Moreover, the effects of the Guangzhou Asian Games on urban stream water quality can also be analyzed with a comparison of the results from a previous study conducted in 2009 (Luo 2011) and those from the present study for three urban streams (R3, R4, and R11; Fig. 3). Figure 3 shows that the PI values for R3 and R4 in 2009 were 8.99 and 10.1, respectively, but elevated to 15.1 and 10.2 right after the 10th Asian Para Games, probably due to continuous anthropogenic influences around the urban villages of Tangxia and Chebei despite the local government’s efforts in implementing a series of control measures. Because of the dilution effects of precipitations during the wet weather season, the PI values of R3 and R4 were smaller in samples collected on May 24 (15.2 and 7.86) and August 28, 2011(8.44 and 6.54) than those collected in December 2010 (15.5 and 10.2). For R11, the PI value decreased from 8.93 in 2009 to 3.33 in December 2010 (Fig. 3), partly reflecting the positive outcome of the control measures enforced during the Asian Games. However, a spike in PI value (7.50) for the second sampling (May 24, 2011) illustrated the softened enforcement of pollution control measures and stream remediation projects as the Asian Games were concluded, despite the larger amount of precipitations for the second sampling period (199.5 mm in May 2011) than the first sampling period (25.2 mm in December 2010) (Statistical Bureau of Guangzhou 2013). This was consistent with the above-stated results, further reflecting the spatial difference in the effectiveness of the Asian Games.

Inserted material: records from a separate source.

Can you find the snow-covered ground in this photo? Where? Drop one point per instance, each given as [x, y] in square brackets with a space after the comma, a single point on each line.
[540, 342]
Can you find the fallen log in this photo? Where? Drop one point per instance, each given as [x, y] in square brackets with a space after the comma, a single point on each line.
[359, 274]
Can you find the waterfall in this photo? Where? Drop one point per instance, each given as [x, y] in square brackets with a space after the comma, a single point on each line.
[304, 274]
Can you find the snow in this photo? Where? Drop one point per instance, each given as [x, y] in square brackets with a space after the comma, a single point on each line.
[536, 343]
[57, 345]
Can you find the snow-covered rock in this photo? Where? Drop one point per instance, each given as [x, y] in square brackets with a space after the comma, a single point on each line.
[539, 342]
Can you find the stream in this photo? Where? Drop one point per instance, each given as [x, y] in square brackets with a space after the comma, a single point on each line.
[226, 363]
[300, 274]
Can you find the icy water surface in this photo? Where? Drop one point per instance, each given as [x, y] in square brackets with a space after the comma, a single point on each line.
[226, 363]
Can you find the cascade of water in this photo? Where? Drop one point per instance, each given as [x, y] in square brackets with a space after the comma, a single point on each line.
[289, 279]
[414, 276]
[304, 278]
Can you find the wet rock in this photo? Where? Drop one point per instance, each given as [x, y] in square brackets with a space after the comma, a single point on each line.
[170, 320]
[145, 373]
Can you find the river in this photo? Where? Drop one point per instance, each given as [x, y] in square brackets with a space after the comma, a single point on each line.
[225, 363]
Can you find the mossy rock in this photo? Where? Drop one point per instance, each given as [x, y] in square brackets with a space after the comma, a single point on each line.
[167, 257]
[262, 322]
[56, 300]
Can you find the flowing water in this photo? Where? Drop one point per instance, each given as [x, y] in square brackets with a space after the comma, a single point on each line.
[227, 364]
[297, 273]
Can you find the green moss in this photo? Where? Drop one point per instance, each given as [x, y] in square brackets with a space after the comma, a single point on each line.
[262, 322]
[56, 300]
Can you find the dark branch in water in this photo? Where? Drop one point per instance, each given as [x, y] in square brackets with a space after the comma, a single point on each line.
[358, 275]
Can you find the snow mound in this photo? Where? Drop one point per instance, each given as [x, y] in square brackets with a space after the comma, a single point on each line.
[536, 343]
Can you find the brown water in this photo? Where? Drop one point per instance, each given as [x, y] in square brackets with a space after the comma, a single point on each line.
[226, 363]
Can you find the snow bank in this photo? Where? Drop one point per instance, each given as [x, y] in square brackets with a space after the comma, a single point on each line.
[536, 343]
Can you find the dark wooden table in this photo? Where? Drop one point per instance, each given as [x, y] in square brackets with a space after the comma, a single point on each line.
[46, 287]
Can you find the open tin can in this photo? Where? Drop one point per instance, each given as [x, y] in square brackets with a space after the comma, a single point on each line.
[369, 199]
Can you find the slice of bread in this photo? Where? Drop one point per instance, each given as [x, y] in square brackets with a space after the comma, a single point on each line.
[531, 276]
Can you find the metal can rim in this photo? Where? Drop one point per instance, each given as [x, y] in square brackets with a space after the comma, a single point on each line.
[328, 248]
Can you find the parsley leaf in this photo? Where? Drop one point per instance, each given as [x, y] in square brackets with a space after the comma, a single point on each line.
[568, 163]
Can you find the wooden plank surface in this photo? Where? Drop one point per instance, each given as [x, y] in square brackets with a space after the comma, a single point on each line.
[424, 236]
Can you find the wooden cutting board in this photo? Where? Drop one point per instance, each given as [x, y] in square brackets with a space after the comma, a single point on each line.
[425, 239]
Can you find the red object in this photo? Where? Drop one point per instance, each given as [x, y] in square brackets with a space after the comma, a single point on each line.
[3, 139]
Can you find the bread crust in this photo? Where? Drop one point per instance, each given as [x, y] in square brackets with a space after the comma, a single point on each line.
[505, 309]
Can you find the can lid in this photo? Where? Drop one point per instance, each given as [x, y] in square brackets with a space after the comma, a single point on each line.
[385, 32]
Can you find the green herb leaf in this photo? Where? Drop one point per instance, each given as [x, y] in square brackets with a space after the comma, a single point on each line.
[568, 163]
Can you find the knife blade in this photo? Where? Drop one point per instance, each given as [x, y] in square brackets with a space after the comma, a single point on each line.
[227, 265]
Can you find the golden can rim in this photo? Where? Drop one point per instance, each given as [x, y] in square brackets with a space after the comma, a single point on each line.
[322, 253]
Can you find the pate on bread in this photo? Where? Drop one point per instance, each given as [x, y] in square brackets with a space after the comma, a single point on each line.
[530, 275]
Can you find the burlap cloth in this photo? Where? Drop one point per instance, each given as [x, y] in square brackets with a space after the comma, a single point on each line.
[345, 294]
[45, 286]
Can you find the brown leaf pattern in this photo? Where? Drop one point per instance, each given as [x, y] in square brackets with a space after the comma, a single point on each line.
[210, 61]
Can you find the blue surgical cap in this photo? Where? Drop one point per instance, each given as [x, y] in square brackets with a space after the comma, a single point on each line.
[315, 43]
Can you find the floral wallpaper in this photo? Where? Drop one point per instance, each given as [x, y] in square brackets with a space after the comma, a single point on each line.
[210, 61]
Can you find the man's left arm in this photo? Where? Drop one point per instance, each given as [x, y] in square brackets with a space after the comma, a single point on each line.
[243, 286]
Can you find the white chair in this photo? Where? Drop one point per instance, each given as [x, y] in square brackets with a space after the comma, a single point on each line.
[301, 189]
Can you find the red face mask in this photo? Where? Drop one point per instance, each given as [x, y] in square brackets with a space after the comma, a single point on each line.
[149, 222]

Apparently, the stream water quality has been improved within the business districts but not around the urban villages after the completion of the remediation projects in preparation for the 16th Asian Games and 10th Asian Para Games. Hence, stream water quality around the urban villages will be the key target for any future remediation projects for the local water management agencies.

Conclusions and perspectives

Most urban streams of Guangzhou under investigation were extremely polluted. Domestic sewage was considered as the main contributor of pollutant loads in urban streams. Particularly, densely populated urban villages with poor wastewater collecting systems have become a major source of contamination to the urban streams in Guangzhou and should be dealt with in future water quality improvement programs. In addition, short-term remediation efforts tailored for a specific event such as the Asian Games may not be sustainable if effective management measures are not continuously and rigorously enforced.

Maintaining good water quality in urban streams is greatly beneficial for Guangzhou as the city has been striving to build itself into an international metropolis. In addition to the need to deal with the large number of issues associated with the urban villages, an integrated technical scheme proposed to rehabilitate the urban water environment of Guilin City in Southwest China (Pei et al. 2013) may be adopted in Guangzhou. This scheme uses clean water to flush polluted streams, enforces water pollution control by eliminating endogenous sources and intercepting extraneous contaminants, and implements ecological restoration measures. In the present study, water quality in the man-made lakes was better than that in the urban streams. Hence, use of man-made lake water to flush polluted streams, especially during the dry weather season, is a viable approach to the improvement of urban stream water quality in the future. Ultimately, minimizing or even eliminating any point-source discharge is the best option in managing urban streams.